With the ongoing emergence of the interconnected technologies collectively known as the Internet of Things (IoT), it probably not surprising that security is a big issue. However, it may not be immediately clear how big that issue has grown. The IoT is no longer necessarily an industry or device category that needs to be marketed as the incoming future. It's already here and will continue growing at an accelerated rate over the next several years thanks to billions of dollars of investments. Those will come from across the board, from big companies such as Microsoft, Google, Samsung, as well as from smaller organizations and startups. That is actually a substantial portion of the problem but it doesn't seem to be anything being done about it. Instead, most agencies and companies seem content to face down vulnerabilities and breaches after they've already happened. It could be argued that things are only going to get worse.
It's fair to say that key aspects of the technology have been standardized into various underlying platforms, including some steps toward securing newer devices. However, there isn't yet a lot of regulation for its security. Moreover, the problem lies in both the nature of IoT and its continuing growth, as outlined above. Anybody who has been following the explosion of new tech products is probably already well aware that a key selling point to those is how interconnected they are. Using only one newer introduction for an example, refrigerators are touted as connecting to smartphones and, by proxy, to other devices such as wearables through those. More importantly, they connect to central hubs for on-demand control, to the internet itself, and to other IoT products.
The significance is that nearly all "IoT" technologies work in a similar way, resulting in massive networks within even a small household or business. As already mentioned, this is already a very large industry. Some researchers have claimed that as many as 27,716 vulnerable entry points can exist in a single hospital and have said that a substantial portion of that number is from the interconnected devices in question. That means that even if those devices featured comprehensive security, there are quite a lot of nodes there to keep secure. That security, meanwhile, isn't necessarily any better than standard security elsewhere, in spite of the added risks of such a massive network of devices.

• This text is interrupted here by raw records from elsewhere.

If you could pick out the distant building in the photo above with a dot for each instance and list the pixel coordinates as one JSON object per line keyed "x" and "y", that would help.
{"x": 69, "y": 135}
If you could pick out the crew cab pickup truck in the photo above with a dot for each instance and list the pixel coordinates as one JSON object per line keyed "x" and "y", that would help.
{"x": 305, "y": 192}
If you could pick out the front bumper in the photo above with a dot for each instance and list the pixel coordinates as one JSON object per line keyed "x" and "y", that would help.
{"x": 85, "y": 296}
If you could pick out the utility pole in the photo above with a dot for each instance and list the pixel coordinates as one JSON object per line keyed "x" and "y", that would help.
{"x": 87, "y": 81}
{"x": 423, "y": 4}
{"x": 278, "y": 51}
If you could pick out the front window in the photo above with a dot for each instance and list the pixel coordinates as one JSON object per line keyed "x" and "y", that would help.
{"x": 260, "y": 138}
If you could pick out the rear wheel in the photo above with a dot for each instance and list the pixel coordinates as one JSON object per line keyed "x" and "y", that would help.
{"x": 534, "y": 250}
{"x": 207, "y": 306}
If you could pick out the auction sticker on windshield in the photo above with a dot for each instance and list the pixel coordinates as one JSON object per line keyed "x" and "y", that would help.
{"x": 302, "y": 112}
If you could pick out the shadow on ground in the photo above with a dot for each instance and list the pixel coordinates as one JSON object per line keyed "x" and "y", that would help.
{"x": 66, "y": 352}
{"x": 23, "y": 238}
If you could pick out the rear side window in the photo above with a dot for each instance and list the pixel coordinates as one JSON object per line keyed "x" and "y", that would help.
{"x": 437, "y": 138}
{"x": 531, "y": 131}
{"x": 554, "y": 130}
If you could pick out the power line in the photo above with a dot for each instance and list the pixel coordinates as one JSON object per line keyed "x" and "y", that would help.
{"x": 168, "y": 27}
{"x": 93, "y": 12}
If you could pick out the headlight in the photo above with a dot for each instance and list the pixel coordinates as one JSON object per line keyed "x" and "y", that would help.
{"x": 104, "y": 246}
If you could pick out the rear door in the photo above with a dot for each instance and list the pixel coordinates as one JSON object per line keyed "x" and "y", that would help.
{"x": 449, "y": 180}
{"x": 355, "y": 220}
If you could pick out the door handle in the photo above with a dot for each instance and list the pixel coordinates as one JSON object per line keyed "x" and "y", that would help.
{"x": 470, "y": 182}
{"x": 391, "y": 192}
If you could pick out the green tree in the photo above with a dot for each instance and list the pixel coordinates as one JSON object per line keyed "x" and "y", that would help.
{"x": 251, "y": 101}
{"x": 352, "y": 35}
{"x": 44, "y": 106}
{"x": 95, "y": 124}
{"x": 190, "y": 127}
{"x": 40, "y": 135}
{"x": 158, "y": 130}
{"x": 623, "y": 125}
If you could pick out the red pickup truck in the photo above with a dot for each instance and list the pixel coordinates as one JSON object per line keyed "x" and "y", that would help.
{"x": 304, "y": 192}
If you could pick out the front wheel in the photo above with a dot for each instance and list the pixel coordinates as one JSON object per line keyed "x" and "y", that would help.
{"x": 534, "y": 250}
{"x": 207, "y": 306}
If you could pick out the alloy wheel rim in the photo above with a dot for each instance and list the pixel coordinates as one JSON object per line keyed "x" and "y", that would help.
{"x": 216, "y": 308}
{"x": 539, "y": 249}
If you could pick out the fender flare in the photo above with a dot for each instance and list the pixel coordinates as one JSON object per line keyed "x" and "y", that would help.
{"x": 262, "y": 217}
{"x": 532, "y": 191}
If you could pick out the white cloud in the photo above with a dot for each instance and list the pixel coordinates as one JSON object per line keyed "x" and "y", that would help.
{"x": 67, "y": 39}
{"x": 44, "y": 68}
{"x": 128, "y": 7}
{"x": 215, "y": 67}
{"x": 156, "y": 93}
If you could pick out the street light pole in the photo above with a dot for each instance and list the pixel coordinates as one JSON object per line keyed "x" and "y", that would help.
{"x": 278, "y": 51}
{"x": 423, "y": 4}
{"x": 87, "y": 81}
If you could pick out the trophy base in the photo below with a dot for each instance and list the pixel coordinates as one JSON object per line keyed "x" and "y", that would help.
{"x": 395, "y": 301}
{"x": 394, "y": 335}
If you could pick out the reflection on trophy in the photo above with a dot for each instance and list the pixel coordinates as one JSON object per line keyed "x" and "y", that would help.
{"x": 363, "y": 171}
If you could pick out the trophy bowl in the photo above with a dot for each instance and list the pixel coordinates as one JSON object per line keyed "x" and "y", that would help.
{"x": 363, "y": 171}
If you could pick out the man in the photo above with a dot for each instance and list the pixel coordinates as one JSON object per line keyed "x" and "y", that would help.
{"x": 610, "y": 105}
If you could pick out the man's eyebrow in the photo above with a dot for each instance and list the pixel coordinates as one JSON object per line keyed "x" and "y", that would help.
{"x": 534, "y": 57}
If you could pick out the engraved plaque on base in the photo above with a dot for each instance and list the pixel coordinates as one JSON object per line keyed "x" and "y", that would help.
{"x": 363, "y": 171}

Moreover, security updates are unlikely to remain regular or arrive in a reasonable time frame, even when each device is made by the same manufacturer. It won't necessarily be easy for any individual to buy all of their devices within a single ecosystem, to begin with, either. Most companies participating in the IoT revolution have their own specialization or categories on which they focus.
Not only have researchers continued to find new vulnerabilities, such as those found in hospitals. They have noticed that despite the uptick in the number of connected items and the security situation is not said to be improving alongside that. That's in large part down to the fact that so many older devices in the category can still be purchased and haven't been improved. Tying in with that is the fact that it isn't just home products that are affected. The incoming flux of self-driving, connected vehicles, or smart vehicle products, includes more than just cars and trucking or delivery platforms. Each new introduction is effectively a further node in a growing network that could be viewed as extending to include nearly every device in any given area once those become ubiquitous. The security on some of those and in autonomous vehicles, in particular, will almost certainly be considered to be more important. So that part of the problem will likely be partially solved before it grows out of control. But that doesn't mean there aren't going to be plenty of curious or malicious actors willing to test the limits of that security looking for exploits.
The solution to all of this, for the time being, may just be in the diligence of consumers. There are bills that have been introduced to begin solving the problem. However, the legislative process is necessarily slow both to ensure that regulations are as comprehensive as possible and as a result of bickering about details. Corporations, manufacturers, and other companies or organizations are beginning to look for solutions, too. That may be even slower since an IoT ecosystem is most often comprised of devices that aren't only made by one or two of those. Since each node in the network could feasibly act as an entryway to gain deeper access, or with the goal of accessing an entirely different connected device, consumers need to be aware of the risks involved.